中村俊輔がリヴァプールとレアルを分析。CL決勝は「GKのセーブが勝敗を分ける気がする」 (2ページ目)

  • PROMOTION 中山淳●取材・文 text by Nakayama Atsushi
  • 佐野美樹●撮影 photo by Sano Miki

 もちろん個で相手を剥がすこともできますが、リヴァプールにはそういった選手同士のハイクオリティなホットラインがいくつもあって、そのなかで各選手たちの能力が最大限に引き出されている印象があります。

 そういう意味では、ここ数年はペップ・グアルディオラ(現マンチェスター・シティ監督)の5レーン戦術がトレンドになっていますが、もしかしたら現在はその次のフェーズに移っているのかもしれない。見ていて、そんな印象を受けるようにもなりました。
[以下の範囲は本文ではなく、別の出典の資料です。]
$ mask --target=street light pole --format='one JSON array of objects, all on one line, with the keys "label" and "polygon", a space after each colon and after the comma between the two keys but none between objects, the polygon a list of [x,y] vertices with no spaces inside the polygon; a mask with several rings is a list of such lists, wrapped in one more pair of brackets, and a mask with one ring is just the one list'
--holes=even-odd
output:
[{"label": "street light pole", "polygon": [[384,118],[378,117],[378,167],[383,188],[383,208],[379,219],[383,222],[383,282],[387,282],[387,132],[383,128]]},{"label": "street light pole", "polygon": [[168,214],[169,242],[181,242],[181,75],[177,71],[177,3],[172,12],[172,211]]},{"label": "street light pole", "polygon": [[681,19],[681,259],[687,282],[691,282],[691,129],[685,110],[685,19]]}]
 そのうえで、僕なりに今回の決勝戦を展望してみたいと思います。
鋭い視点で戦術を深堀する中村俊輔鋭い視点で戦術を深堀する中村俊輔

ハイレベルなパイプがある

 まず、リヴァプールというチームの印象としては、ビッグクラブでありながら、移籍によって出ていく選手が少ないことがあげられます。その理由が、居心地のよさなのか、ユルゲン・クロップという監督の魅力なのかはわかりませんが、それがチームとしての強さを維持するための重要な要素になっていると思います。

 そのなかでチームにしっかりした軸があり、そこにディオゴ・ジョタ、ルイス・ディアスなどリヴァプールに合いそうな新戦力が加わって、チームとして着実にアップデートできている。チアゴ・アルカンタラは最初こそフィットできませんでしたが、現在は自分のよさを発揮できていますし、気づけば誰が出場しても遜色ないレベルのチームになっていると思います。

 しかも先ほど話したように、各選手が単独で活躍するのではなく、ピッチ上にいくつものハイレベルなパイプがあって、たとえばルイス・ディアスにしても必ず周りの誰かと絡みながら自分の能力を発揮する。それをチーム戦術のなかで実現させてしまうクロップのマネジメント力や雰囲気づくりも含めて、年々進化している印象があります。

 一方のレアル・マドリードも、個々の能力が最大限に引き出されているという点で、リヴァプールに似ているチームだという印象ですね。